Titolo originale : “300- Rise of an empire”
Regia: Noam Murro
Interpreti principali: Eva Green, Sullivan Stapleton, Lena Headey, Rodrigo Santoro
Genere: azione
Durata: 100 minuti
Valutazione:
Inseritosi nel solco inaugurato nel 2007 da Zack Snyder con “300” , “Rise of an empire” è il midquel del film che narrava le vicende legate alla leggendaria, seppur storicamente accertata, battaglia delle Termopili, in cui il re Leonida e 300 spartani appartenenti alla sua guardia reale perirono coraggiosamente, come raccontato da Erodoto, sotto l’orda degli invasori persiani. Il film prende le mosse dalla battaglia navale combattutasi a Capo Artemisio tra la flotta persiana, guidata dalla regina Artemisia, greca di nascita, ma pervasa da un forte senso di vendetta verso il suo popolo d’origine, e la flotta greca, agli ordini del generale ateniese Temistocle, colpevole, nella finzione filmica, di aver ucciso durante la battaglia di Maratona,avvenuta 10 anni prima, il re persiano Dario I. E proprio in seguito alla battaglia di Maratona, il figlio di Dario, Serse, risorgerà dalla sua condizione umana per abbracciare le vesti e le sembianze di un Dio-Uomo, eletto dal fato ( e manipolato da Artemisia) per portare morte e distruzione in terra greca. Girata con ampio uso del Green screen e della tecnica del “chroma key”, per donare al film le fattezze di una graphic novel in movimento, rivoluzione estetica che fece la fortuna del predecessore (tratto, lo ricordiamo, dall’omonimo fumetto di Frank Miller) , la pellicola è priva del sensazionalismo mitopoietico che fece i fasti del sequel. Gli episodi storici rappresentati, pur attingendo dall’identica dimensione temporale che investe gli eventi guerreschi della guerra Greco-persiana, restano vittime di una celebrazione trionfale dell’aneddoto e dell’eventuale.

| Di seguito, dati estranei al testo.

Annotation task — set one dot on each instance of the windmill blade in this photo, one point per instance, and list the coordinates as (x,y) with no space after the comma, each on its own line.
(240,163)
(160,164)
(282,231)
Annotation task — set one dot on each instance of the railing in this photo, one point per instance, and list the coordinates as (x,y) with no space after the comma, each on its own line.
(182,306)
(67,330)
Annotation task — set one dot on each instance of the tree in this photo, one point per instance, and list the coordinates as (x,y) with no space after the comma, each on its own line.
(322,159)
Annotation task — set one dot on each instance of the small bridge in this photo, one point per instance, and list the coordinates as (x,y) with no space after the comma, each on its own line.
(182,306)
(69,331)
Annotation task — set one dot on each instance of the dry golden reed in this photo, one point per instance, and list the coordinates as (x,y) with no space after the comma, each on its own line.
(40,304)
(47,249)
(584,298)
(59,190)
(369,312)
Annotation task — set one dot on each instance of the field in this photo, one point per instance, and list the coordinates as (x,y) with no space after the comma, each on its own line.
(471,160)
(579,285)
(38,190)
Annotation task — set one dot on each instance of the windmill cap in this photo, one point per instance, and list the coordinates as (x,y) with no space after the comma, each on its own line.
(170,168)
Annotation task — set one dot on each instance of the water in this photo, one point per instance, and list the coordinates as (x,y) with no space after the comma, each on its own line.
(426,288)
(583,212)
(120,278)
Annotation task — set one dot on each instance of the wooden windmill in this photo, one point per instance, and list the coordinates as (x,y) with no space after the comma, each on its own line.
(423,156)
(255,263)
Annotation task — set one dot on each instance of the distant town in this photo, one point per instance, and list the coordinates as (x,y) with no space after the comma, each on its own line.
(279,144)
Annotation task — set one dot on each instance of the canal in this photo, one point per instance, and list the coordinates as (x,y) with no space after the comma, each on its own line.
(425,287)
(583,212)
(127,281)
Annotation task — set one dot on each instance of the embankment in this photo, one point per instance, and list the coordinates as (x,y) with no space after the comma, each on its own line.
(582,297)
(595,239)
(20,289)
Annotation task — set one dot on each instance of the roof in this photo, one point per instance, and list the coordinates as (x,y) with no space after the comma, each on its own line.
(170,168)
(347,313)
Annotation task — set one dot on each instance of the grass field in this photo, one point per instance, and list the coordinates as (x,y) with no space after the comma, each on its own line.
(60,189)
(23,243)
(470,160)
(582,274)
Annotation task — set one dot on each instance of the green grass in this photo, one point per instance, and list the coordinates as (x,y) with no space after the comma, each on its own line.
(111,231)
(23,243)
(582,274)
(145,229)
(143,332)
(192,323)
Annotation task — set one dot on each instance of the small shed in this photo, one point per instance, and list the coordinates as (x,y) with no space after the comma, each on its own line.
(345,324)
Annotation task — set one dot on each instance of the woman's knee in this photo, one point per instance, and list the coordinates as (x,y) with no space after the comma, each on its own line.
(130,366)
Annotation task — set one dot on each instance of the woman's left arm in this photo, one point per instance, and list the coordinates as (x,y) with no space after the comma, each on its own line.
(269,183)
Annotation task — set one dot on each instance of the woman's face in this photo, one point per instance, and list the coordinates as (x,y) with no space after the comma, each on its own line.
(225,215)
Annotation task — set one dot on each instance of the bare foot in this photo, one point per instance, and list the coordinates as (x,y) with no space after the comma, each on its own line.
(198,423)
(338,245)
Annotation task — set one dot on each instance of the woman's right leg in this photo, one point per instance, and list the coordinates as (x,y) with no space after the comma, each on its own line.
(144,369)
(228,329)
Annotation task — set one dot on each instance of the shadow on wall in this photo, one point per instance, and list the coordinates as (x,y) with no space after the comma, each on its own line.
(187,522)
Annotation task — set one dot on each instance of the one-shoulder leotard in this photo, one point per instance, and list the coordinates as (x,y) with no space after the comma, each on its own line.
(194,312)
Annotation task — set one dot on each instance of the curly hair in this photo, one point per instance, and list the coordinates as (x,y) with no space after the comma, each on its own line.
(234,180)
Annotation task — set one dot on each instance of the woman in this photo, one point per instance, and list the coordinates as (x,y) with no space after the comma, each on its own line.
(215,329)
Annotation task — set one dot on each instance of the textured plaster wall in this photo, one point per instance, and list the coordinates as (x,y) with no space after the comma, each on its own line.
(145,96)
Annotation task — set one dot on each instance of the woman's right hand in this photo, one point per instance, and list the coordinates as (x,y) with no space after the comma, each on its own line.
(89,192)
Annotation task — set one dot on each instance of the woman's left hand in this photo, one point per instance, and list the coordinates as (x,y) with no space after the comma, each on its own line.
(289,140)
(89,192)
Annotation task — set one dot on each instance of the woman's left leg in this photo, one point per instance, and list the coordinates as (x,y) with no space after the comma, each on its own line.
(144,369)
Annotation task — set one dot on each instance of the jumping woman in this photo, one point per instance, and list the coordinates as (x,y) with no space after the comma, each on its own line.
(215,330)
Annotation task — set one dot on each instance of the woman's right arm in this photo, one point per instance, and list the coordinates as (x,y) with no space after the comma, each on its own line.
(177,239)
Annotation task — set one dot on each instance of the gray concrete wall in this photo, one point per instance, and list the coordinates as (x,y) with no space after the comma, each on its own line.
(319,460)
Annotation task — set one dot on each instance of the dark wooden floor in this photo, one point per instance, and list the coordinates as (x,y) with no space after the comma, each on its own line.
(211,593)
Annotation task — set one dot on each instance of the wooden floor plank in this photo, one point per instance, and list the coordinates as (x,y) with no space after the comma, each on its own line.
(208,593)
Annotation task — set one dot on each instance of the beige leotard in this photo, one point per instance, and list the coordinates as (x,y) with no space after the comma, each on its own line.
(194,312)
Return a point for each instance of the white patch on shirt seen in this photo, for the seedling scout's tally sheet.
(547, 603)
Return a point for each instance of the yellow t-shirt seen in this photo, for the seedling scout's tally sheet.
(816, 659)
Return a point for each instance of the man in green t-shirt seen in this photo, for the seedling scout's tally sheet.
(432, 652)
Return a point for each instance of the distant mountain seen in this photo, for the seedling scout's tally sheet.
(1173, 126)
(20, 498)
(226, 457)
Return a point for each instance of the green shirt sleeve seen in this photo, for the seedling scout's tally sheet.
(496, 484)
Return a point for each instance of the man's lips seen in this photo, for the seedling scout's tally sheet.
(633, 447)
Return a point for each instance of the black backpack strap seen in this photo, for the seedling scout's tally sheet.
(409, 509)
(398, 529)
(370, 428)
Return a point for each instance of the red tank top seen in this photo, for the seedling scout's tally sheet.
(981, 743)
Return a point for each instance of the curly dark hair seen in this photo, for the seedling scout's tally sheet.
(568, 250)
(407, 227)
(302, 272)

La matrice delle vicende, di per sé tra il favolistico e il chimerico, è orfana della drammaticità del prequel, di quel prorompente e avvenente lirismo del fantastico, in cui utopia e epica visiva producevano dimensioni si volgari, di una violenza esasperatamente triviale, ma di grande impatto emozionale. L’ossessione nel voler forzare ogni ruga della narrazione , di creare clamore pur all’interno di aspetti palesemente secondari diviene la patologia preponderante del film, sorretto a fatica dall’aggressiva carica erotica e dalla sensualità della Green.
In quest’ “estasi della spada e della carne” naufraga l’opera tutta ; “300 – L’alba di un impero” è una sorte di contenitore vuoto, privo di un’anima, eppur bellissimo agli occhi, appagante per i sensi, forse anche più del predecessore per suggestività paesaggistiche e scenografiche. Per tutta la durata del film si ha come la sensazione che il meglio sia già stato mostrato, che “300 –L’alba di un impero” viva di luce riflessa (e la scelta di mostrare la decapitazione del cadavere di Leonida è per questo foriera di verità). Se “300” era volutamente iperbolico, perché film d’istinti, d’ideali meno nobili ma forse più intimi e umanamente primordiali, “L’alba di un impero” è prevedibile tanto nello sviluppo quanto nelle idee sottese al plot. La speranza di chi scrive è che la decisiva battaglia di Salamina non offra la possibilità a produttori e sceneggiatori di allestire l’ennesimo carrozzone commerciale.